When dealing with your taxes, it is important to be cautious of small mistakes that could break the rules and result in a tax audit, tax problems or some involvement by the IRS. However, the IRS is also responsible for following rules that are set for them as well.
Ratified in 2014, the IRS issued a Taxpayer Bill Of Rights which lists the rights of a Taxpayer by way of the tax code, giving a better understanding of what the IRS can and cannot do.

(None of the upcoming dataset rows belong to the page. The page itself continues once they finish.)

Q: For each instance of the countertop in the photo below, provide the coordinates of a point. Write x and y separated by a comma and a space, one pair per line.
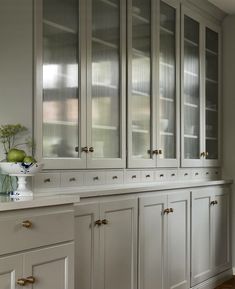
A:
8, 203
109, 190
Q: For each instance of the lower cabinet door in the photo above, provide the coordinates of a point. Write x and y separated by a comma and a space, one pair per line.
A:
178, 240
221, 230
11, 271
118, 244
152, 242
87, 229
201, 238
50, 268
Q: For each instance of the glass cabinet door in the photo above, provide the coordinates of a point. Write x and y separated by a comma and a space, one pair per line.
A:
212, 95
140, 84
61, 101
191, 93
168, 85
105, 90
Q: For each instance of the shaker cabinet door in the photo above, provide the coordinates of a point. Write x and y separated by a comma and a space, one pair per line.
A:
178, 240
118, 244
152, 242
50, 268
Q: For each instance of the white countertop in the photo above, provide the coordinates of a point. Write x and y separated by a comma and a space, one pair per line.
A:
109, 190
7, 203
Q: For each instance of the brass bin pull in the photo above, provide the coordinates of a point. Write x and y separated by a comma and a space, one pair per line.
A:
21, 282
98, 223
105, 222
27, 224
31, 280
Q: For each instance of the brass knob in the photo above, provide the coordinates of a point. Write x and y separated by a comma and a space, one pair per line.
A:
105, 222
21, 282
91, 149
98, 223
27, 224
85, 150
30, 280
166, 211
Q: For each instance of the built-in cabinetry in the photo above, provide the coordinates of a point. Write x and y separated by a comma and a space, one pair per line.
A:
106, 244
210, 233
183, 239
200, 48
24, 262
88, 56
164, 241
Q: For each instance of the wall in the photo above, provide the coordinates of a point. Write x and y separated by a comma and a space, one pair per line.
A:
229, 109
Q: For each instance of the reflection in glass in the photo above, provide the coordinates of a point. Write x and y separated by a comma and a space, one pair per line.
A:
141, 79
211, 94
106, 79
191, 89
167, 81
60, 78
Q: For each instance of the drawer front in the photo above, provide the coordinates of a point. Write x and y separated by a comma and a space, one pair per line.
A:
47, 180
114, 177
94, 178
133, 177
147, 176
72, 179
161, 176
26, 231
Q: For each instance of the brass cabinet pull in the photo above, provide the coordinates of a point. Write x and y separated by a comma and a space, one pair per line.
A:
105, 222
98, 223
30, 280
91, 149
21, 282
168, 210
85, 150
27, 224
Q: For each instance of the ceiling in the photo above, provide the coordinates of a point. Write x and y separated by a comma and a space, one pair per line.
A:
227, 6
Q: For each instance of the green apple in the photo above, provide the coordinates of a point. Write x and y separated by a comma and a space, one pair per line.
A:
15, 155
29, 159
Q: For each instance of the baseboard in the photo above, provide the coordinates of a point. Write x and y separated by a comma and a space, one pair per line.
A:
216, 280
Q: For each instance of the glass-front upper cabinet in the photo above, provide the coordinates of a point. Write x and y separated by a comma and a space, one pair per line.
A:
200, 92
212, 89
153, 35
106, 26
58, 89
169, 84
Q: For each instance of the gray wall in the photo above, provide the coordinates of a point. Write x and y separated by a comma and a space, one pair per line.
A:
229, 109
16, 62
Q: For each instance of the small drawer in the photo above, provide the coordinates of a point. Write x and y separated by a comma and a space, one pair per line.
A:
72, 179
161, 176
197, 174
114, 177
133, 177
147, 176
184, 175
29, 229
47, 180
94, 178
172, 175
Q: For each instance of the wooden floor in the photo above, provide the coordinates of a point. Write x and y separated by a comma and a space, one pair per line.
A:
227, 285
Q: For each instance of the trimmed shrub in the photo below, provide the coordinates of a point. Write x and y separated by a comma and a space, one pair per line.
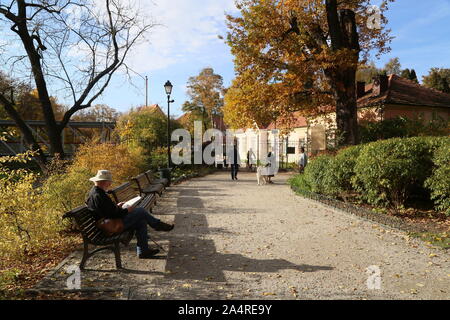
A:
341, 170
439, 182
388, 171
316, 173
299, 183
402, 127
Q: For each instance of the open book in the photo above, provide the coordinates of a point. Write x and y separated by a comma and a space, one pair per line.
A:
132, 202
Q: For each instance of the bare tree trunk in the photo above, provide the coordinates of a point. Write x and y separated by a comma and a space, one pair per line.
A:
346, 108
344, 36
54, 134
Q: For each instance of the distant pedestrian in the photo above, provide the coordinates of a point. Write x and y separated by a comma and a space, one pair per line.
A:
250, 159
234, 162
270, 169
303, 162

NerdWallet provides the following list of fundamental Taxpayer rights that you should be aware of when dealing with the IRS:
- The Right to Be Informed;
- The Right to Quality Service;
- The Right to Pay No More than the Correct Amount of Tax;
- The Right to Challenge the IRS’s position and Be Heard;
- The Right to Appeal an IRS Decision in an Independent Forum;
- The Right to Finality;
- The Right to Privacy;
- The Right to Confidentiality;
- The Right to Retain Representation; and
- The Right to a Fair and Just Tax System.
“The first principle here is, these aren’t rights that are granted by the IRS, but they’re simply recognized by the IRS, and they all come down from the law that’s either made by Congress or made by the courts,” says Fred Daily, a tax attorney in St. Petersburg, Florida.
Although taxpayers have the advantage to these rights, there are still limitations. They may help you defend yourself in a conflict, however, it is not effective when resolving problems with a specific IRS employee.